In this section, we concentrate on the realization of permutations such as transpose, perfect shuffle, unshuffle, vector reversal which are frequently used in applications. Nassimi and Sahni (Nassimi & Sahni 1982) have developed optimal hypercube algorithms for these frequently used permutations. These algorithms may be simulated by an OTIS-Hypercube using the method of (Zane et. al. 1996) to obtain algorithms to realize these data rearrangement patterns on an OTIS-Hypercube. Table 1 gives the number of moves used by the optimal hypercube algorithms; a break down of the number of moves in the group and local dimensions; and the number of electronic and OTIS moves required by the simulation.

We shall obtain OTIS-Hypercube algorithms, for the permutations of Table 1, that require far fewer moves than the simulations of the optimal hypercube algorithms.

As mentioned before, each processor is indexed as (G, P) where G is the group index and P the local index. An index pair (G, P) may be transformed into a singleton index I = GP by concatenating the binary representations of G and P.

The permutations of Table 1 are members of the BPC (bit-permute-complement) class of permutations defined in (Nassimi & Sahni 1982). In a BPC permutation, the destination processor of each data is given by a rearrangement of the bits in the source processor index. For the case of our  $N^2$  processor OTIS-Hypercube we know that N is a power of two and so the number of bits needed to represent a processor index is  $p = \log_2 N^2 = 2 \log N = 2d$ . A BPC permutation (Nassimi & Sahni 1982) is specified by a vector  $A = [A_{p-1}, A_{p-2}, \ldots, A_0]$  where

(a) 
$$A_i \in \{\pm 0, \pm 1, \dots, \pm (p-1)\}, 0 \le i$$

(b) 
$$[|A_{p-1}|, |A_{p-2}|, \dots, |A_0|]$$
 is a permutation of  $[0, 1, \dots, p-1]$ .

The destination for the data in any processor may be computed in the following manner. Let  $m_{p-1}m_{p-2}...m_0$  be the binary representation of the processor's index. Let  $d_{p-1}d_{p-2}...d_0$  be that of the destination processor's index. Then,

$$d_{|A_i|} = \left\{egin{array}{ll} m_i & if & A_i \geq 0, \ 1-m_i & if & A_i < 0. \end{array}
ight.$$

In this definition, -0 is to be regarded as < 0, while +0 is  $\ge 0$ .

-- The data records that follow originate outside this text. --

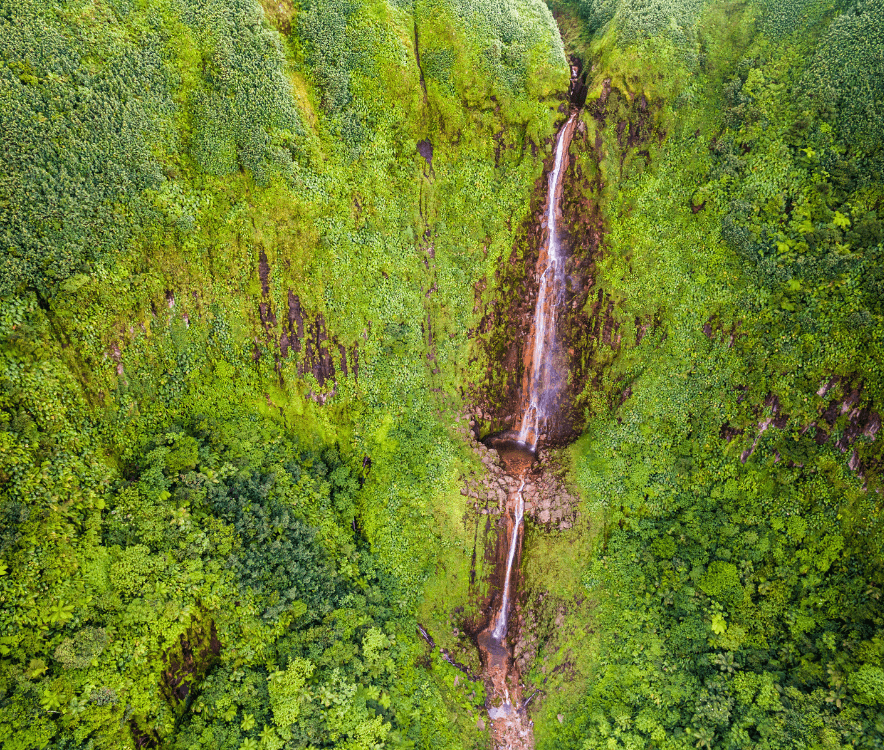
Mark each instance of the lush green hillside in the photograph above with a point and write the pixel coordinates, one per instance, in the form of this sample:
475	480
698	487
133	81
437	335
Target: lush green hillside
245	246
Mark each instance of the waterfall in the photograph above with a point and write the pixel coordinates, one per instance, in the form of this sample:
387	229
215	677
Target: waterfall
541	385
499	631
541	375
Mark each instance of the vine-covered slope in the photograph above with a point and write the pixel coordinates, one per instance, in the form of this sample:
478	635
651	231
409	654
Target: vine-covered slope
245	246
733	462
241	245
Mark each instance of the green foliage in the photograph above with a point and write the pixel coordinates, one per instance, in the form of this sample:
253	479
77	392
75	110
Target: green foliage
243	113
635	19
82	112
846	78
737	582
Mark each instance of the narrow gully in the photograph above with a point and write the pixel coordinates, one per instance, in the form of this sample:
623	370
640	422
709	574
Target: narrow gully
511	729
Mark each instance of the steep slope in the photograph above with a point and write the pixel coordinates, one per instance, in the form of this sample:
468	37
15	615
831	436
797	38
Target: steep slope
241	253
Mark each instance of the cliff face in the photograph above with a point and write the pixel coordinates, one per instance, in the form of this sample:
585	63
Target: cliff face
240	247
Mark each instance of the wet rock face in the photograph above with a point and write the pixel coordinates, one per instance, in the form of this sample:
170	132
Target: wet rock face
584	319
548	505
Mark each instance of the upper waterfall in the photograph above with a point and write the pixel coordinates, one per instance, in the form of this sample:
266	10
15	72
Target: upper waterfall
540	386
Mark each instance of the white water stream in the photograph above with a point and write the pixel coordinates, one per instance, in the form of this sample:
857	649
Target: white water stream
512	730
499	631
551	283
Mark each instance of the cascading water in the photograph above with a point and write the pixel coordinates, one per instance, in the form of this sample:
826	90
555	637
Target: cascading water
539	389
540	393
499	631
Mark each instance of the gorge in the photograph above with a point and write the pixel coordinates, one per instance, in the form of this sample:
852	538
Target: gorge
441	374
543	375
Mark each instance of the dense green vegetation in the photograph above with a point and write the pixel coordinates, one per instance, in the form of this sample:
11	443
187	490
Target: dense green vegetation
235	315
738	580
221	442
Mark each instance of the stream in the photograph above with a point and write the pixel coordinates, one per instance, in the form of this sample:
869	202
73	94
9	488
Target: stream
542	385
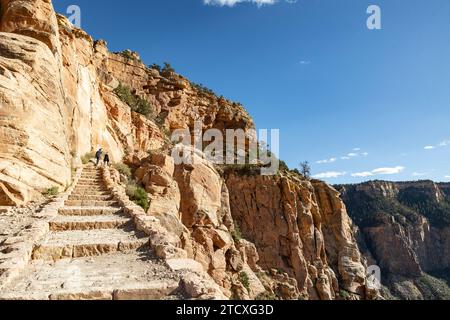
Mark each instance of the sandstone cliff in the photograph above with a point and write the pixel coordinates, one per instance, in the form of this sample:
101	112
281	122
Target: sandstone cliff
404	228
58	103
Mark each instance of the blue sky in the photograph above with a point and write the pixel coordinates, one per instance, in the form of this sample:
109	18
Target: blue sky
358	104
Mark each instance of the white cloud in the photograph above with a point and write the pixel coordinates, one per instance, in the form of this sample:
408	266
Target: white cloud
388	171
330	175
442	144
419	174
232	3
355	154
362	174
331	160
379	171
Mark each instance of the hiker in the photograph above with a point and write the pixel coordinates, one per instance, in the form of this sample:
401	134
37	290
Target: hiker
106	160
98	155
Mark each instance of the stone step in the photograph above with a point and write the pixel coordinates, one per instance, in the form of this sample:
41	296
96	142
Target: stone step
131	276
69	223
90	203
89	211
87	243
91	197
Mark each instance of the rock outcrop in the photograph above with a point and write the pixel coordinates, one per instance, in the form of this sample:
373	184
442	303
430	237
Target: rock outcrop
302	230
58	103
403	227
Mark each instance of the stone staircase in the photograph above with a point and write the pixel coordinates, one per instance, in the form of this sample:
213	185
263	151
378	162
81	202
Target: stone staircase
93	251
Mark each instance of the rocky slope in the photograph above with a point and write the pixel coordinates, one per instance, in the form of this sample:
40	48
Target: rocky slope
268	237
405	228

In a 16-processor OTIS-Hypercube, the processor indices have four bits with the first two giving the group number and the second two the local processor index. The BPC permutation [-0,1,2,-3] requires data from each processor  $m_3m_2m_1m_0$  to be routed to processor  $(1-m_0)m_1m_2(1-m_3)$ . Table 2 lists the source and destination processors of the permutation.

The permutation vector A for each of the permutations of Table 1 is given in Table 3.

#### 3.1 Transpose

$$[p/2-1,\ldots,0,p-1,\ldots,p/2]$$

The transpose operation may be accomplished via a single OTIS move and no electronic moves. The simulation of the optimal hypercube algorithm, however, takes 2d OTIS and 2d electronic moves.

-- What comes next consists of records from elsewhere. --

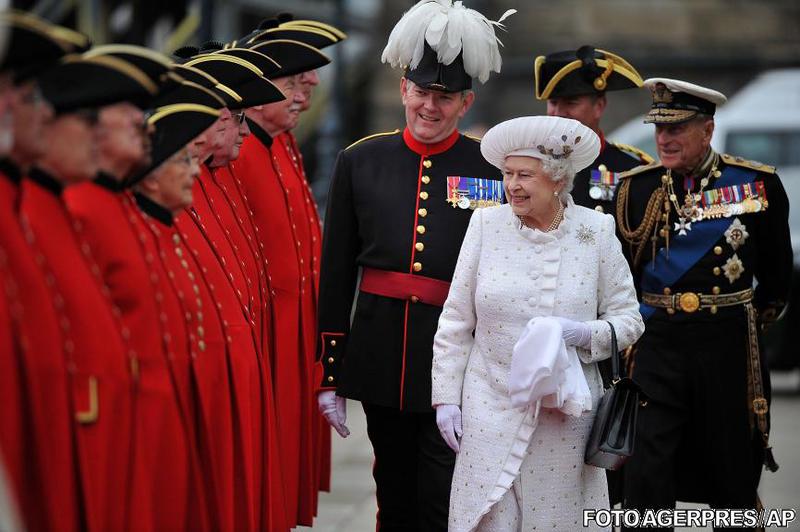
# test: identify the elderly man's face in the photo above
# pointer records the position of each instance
(123, 138)
(222, 138)
(175, 179)
(682, 146)
(308, 80)
(431, 115)
(72, 151)
(529, 189)
(31, 113)
(586, 109)
(284, 115)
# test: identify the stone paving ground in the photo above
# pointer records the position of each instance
(350, 507)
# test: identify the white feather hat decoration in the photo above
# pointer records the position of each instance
(449, 29)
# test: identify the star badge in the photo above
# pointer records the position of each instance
(682, 226)
(733, 268)
(736, 234)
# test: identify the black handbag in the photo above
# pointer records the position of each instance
(611, 440)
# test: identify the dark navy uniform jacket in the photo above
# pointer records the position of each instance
(387, 210)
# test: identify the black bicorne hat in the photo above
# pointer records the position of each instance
(586, 70)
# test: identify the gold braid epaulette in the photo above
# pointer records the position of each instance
(638, 237)
(368, 137)
(643, 156)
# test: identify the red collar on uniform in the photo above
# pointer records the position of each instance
(429, 149)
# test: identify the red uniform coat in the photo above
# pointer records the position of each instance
(208, 242)
(162, 496)
(102, 371)
(297, 413)
(36, 433)
(220, 205)
(202, 377)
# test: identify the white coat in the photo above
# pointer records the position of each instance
(506, 274)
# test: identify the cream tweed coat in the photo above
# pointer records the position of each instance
(506, 274)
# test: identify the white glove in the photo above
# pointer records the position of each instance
(575, 333)
(448, 419)
(334, 408)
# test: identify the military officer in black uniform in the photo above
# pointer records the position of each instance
(699, 228)
(398, 209)
(574, 83)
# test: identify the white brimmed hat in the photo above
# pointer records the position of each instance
(563, 140)
(676, 101)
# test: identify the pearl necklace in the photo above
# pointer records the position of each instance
(553, 225)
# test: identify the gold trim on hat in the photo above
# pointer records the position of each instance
(668, 116)
(317, 24)
(168, 110)
(308, 29)
(140, 51)
(120, 65)
(617, 64)
(225, 58)
(249, 51)
(304, 45)
(204, 89)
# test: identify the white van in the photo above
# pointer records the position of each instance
(760, 122)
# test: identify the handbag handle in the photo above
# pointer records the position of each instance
(615, 362)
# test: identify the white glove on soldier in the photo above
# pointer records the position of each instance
(575, 333)
(448, 419)
(334, 408)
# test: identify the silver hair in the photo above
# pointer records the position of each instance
(560, 170)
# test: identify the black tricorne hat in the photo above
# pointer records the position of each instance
(243, 77)
(35, 45)
(174, 126)
(294, 57)
(587, 70)
(89, 82)
(431, 74)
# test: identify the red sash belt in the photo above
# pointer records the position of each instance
(414, 288)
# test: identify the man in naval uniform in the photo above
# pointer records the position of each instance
(398, 210)
(699, 228)
(574, 84)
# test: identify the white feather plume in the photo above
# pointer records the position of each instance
(449, 29)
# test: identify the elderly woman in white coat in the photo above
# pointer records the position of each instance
(539, 255)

## **3.2** Perfect Shuffle [0, p-1, p-2, ..., 1]

We can adapt the strategy of (Nassimi & Sahni 1982) to an OTIS-Hypercube. Each processor uses two variables A and B. Initially, all data are in the A variables and the B variables have no data. The algorithm for perfect shuffle is given below:

**Step 1:** Swap A and B in processors with last two bits equal to 01 or 10.

Step 2:for 
$$(i = 1; i \le d - 1; i + +)$$
 {

- (a) Swap the B variables of processors that differ on bit i only;
- (b) Swap the A and B variables of processors with bit i of their index I not equal to bit i + 1 of their index;  $\}$

|                    |       | Optimal Hypercub | oe Moves        | OTIS-Hypercube Simulation |            |  |
|--------------------|-------|------------------|-----------------|---------------------------|------------|--|
| Permutation        | total | group dimension  | local dimension | OTIS                      | electronic |  |
| Transpose          | 2d    | d                | d               | 2d                        | 2d         |  |
| Perfect Shuffle    | 2d    | d                | d               | 2d                        | 2d         |  |
| Unshuffle          | 2d    | d                | d               | 2d                        | 2d         |  |
| Bit Reversal       | 2d    | d                | d               | 2d                        | 2d         |  |
| Vector Reversal    | 2d    | d                | d               | 2d                        | 2d         |  |
| Bit Shuffle        | 2d-2  | d-1              | d-1             | 2d-2                      | 2d-2       |  |
| Shuffled Row-major | 2d-2  | d-1              | d-1             | 2d-2                      | 2d-2       |  |
| $G_l P_u$ Swap     | d     | d/2              | d/2             | d                         | d          |  |

Table 1: Optimal moves for  $N^2 = 2^{2d}$  processor hypercube and respective OTIS-Hypercube simulations

**Step 3:** Perform an OTIS move on the A and B variables.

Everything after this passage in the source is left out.